472,980 Members | 1,567 Online
Bytes | Software Development & Data Engineering Community
Post Job

Home Posts Topics Members FAQ

Join Bytes to post your question to a community of 472,980 software developers and data experts.

Unique Elements in a List

Is there an easy way to grab the Unique elements from a list?
For Example:
data = [0.1,0.5,0.6,0.4,0.1,0.5,0.6,0.9]

what I am looking for is the unique elements 0.4 and 0.9 with their
index from the list.
Probably something like a Hash Table approach!!
I would like to get this done without unnecessary overhead.And the list
could be essentially anything strings,floats,int etc...

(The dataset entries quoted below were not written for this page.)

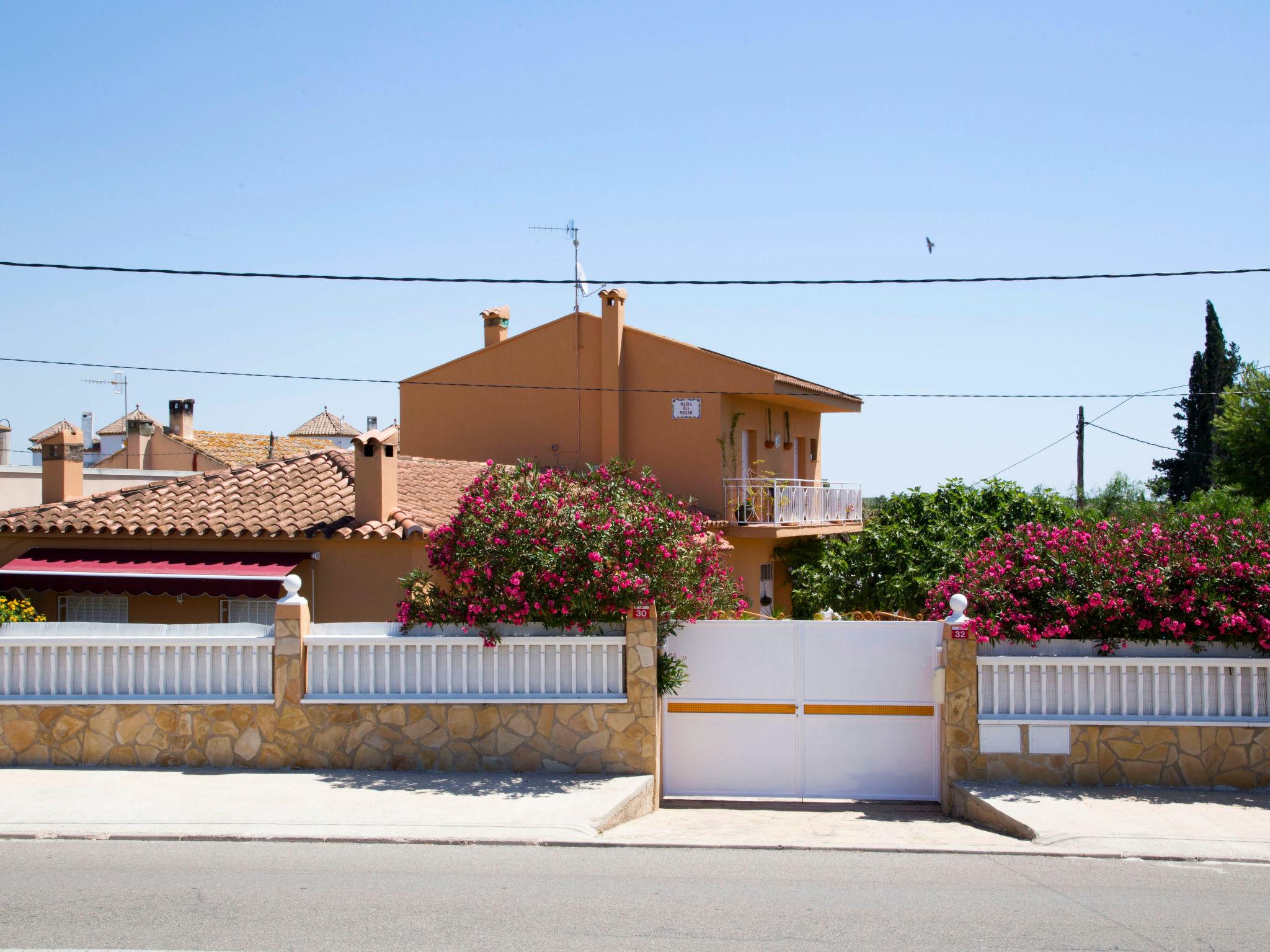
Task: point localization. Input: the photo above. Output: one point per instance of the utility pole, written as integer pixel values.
(1080, 459)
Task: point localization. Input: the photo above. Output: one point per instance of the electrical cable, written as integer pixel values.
(630, 281)
(687, 389)
(1026, 457)
(1126, 436)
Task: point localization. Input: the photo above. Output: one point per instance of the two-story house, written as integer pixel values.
(742, 439)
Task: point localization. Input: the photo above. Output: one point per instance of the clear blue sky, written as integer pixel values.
(728, 140)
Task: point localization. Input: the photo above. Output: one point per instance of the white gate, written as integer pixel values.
(804, 710)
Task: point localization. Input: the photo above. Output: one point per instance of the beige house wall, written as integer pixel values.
(616, 738)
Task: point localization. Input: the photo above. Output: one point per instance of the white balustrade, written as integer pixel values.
(355, 664)
(70, 663)
(774, 501)
(1015, 690)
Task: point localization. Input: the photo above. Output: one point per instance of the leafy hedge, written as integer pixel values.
(910, 542)
(1192, 579)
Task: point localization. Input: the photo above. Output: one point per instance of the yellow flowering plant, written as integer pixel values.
(18, 610)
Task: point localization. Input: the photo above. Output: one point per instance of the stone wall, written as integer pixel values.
(1110, 756)
(616, 738)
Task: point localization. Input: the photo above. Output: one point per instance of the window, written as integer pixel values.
(247, 611)
(102, 610)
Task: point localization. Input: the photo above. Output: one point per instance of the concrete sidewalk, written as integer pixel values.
(318, 805)
(1151, 823)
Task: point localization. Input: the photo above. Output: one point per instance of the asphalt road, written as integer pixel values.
(316, 896)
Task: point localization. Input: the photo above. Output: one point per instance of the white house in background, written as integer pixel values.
(327, 426)
(20, 485)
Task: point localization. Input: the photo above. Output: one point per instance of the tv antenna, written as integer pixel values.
(120, 381)
(579, 277)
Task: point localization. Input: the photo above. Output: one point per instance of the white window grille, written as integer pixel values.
(249, 611)
(766, 588)
(99, 610)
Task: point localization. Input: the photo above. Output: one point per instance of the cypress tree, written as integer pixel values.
(1212, 371)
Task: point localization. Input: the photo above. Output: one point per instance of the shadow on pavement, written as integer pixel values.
(474, 785)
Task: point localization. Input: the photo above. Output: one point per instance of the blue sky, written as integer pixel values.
(698, 141)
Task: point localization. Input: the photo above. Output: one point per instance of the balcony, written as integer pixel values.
(780, 501)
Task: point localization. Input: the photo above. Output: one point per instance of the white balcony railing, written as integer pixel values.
(373, 664)
(779, 501)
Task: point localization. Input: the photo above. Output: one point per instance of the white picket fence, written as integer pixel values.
(69, 663)
(1124, 690)
(371, 663)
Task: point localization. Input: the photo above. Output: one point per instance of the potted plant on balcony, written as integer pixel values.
(735, 498)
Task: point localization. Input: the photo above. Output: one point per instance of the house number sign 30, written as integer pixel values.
(686, 408)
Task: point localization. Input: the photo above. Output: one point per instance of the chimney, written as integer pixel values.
(374, 477)
(63, 466)
(180, 418)
(136, 442)
(495, 320)
(614, 327)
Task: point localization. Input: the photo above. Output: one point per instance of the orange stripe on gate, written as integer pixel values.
(704, 707)
(886, 710)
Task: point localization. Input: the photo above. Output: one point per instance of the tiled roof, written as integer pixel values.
(50, 431)
(118, 427)
(304, 496)
(324, 425)
(247, 448)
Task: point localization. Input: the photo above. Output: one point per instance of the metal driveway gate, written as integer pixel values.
(804, 710)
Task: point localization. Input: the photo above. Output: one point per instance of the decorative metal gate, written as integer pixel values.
(804, 710)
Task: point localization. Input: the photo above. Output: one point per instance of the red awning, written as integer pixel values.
(149, 573)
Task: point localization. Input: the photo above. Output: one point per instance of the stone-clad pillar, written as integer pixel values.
(642, 683)
(290, 626)
(961, 758)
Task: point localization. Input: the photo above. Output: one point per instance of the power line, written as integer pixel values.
(686, 389)
(629, 281)
(1029, 457)
(1126, 436)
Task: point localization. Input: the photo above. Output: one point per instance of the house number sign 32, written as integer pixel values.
(686, 408)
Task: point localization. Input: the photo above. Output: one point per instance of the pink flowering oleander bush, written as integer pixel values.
(569, 550)
(1194, 579)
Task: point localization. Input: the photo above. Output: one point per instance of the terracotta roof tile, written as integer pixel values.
(306, 495)
(324, 425)
(50, 431)
(247, 448)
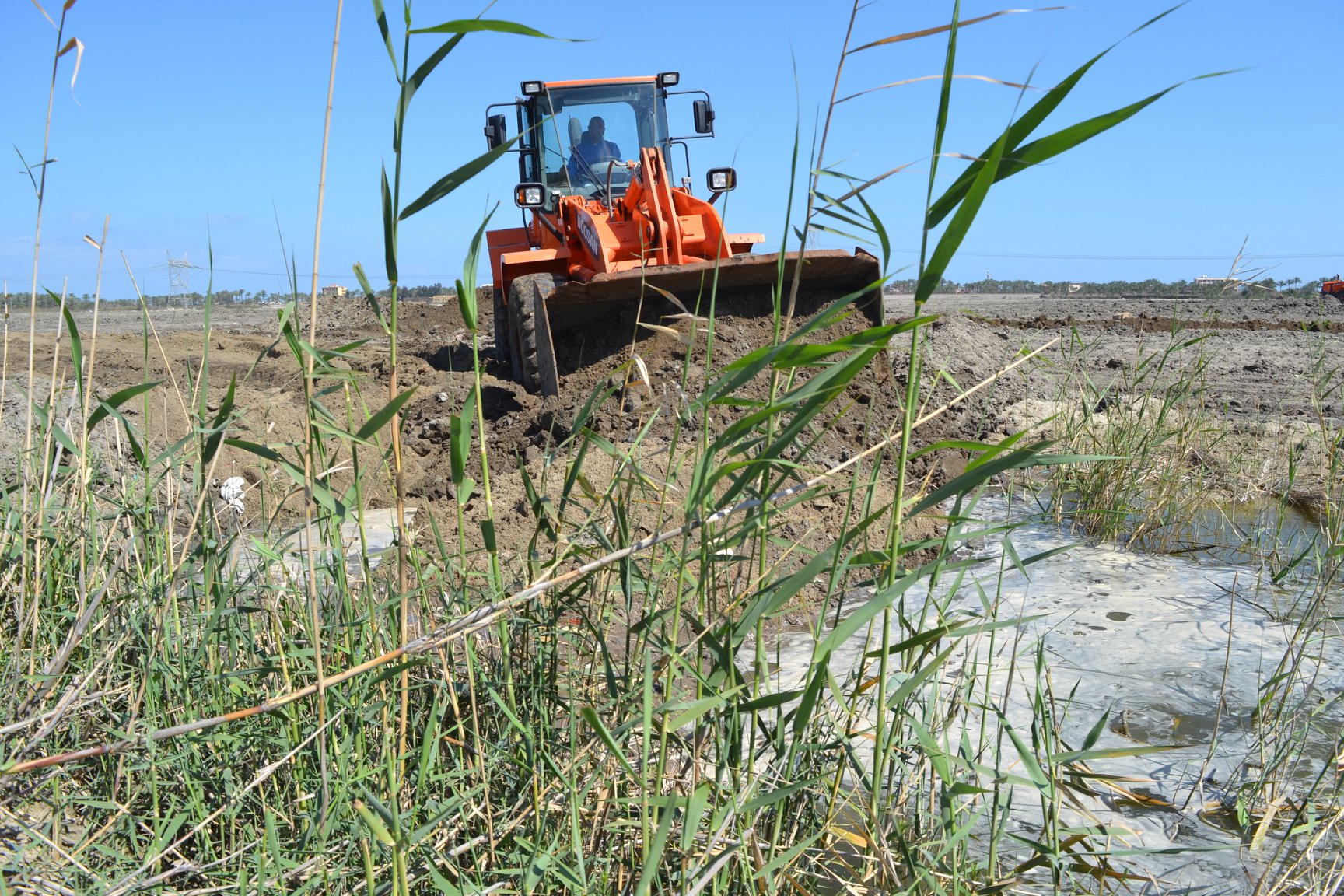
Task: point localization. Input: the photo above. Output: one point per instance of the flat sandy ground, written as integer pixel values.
(1261, 356)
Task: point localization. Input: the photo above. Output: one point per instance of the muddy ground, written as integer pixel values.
(1261, 355)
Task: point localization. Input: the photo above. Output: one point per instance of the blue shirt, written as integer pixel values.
(592, 152)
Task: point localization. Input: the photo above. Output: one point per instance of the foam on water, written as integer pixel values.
(1155, 641)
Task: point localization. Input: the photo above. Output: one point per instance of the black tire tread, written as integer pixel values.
(533, 332)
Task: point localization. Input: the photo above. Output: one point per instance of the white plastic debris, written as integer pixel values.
(232, 491)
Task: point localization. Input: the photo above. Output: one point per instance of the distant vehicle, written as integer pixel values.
(607, 221)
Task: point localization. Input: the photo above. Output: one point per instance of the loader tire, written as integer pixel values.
(503, 340)
(531, 325)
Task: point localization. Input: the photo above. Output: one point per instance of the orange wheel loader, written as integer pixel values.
(604, 219)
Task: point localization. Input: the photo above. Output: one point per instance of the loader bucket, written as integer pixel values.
(831, 271)
(558, 325)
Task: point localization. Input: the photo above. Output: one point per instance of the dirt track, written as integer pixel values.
(1261, 354)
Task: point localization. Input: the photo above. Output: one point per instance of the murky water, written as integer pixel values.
(1179, 650)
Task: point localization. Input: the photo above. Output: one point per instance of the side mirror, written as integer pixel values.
(495, 132)
(703, 117)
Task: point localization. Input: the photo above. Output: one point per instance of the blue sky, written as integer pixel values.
(198, 127)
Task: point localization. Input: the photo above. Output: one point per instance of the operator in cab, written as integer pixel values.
(594, 148)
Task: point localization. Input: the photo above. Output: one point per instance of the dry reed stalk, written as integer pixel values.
(33, 325)
(491, 613)
(313, 437)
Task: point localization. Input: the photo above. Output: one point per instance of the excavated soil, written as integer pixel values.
(1261, 366)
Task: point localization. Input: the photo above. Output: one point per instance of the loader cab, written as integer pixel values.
(583, 131)
(559, 147)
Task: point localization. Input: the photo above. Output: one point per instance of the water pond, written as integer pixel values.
(1185, 652)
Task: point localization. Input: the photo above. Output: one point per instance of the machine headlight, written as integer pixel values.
(530, 195)
(722, 180)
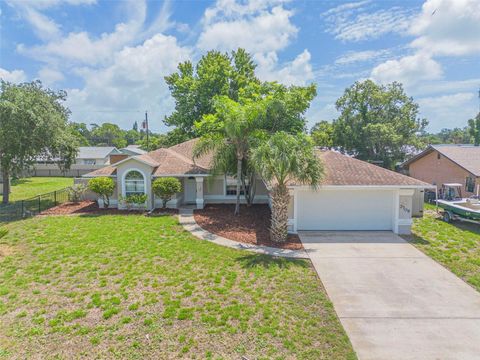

Or is it already avaliable as an attr to a list or an array?
I dont remember seeing anything like that.

Jul 19 '05 #1
24 4097
OK I need to be more clear I guess!Unique Elements I mean, elements
that are non repeating. so in the above list 0.4, 0.9 are unique as
they exist only once in the list.

Jul 19 '05 #2
This is not the most beautiful idiom, but it works...

d = {}
for k in data:
try:
d[k] += 1
except:
d[k] = 1

for k,v in d.items():
if v == 1:
print k

Jul 19 '05 #3
su*******@gmail.com wrote:
Is there an easy way to grab the Unique elements from a list?

Yes.
The set data type.
Look in the reference of python 2.4.
--
Best regards
Roie Kerstein

Jul 19 '05 #4
On Monday 09 May 2005 03:15 pm, su*******@gmail.com wrote:
Is there an easy way to grab the Unique elements from a list?
For Example:
data = [0.1,0.5,0.6,0.4,0.1,0.5,0.6,0.9]

what I am looking for is the unique elements 0.4 and 0.9 with their
index from the list.
Probably something like a Hash Table approach!!
I would like to get this done without unnecessary overhead.And the list
could be essentially anything strings,floats,int etc...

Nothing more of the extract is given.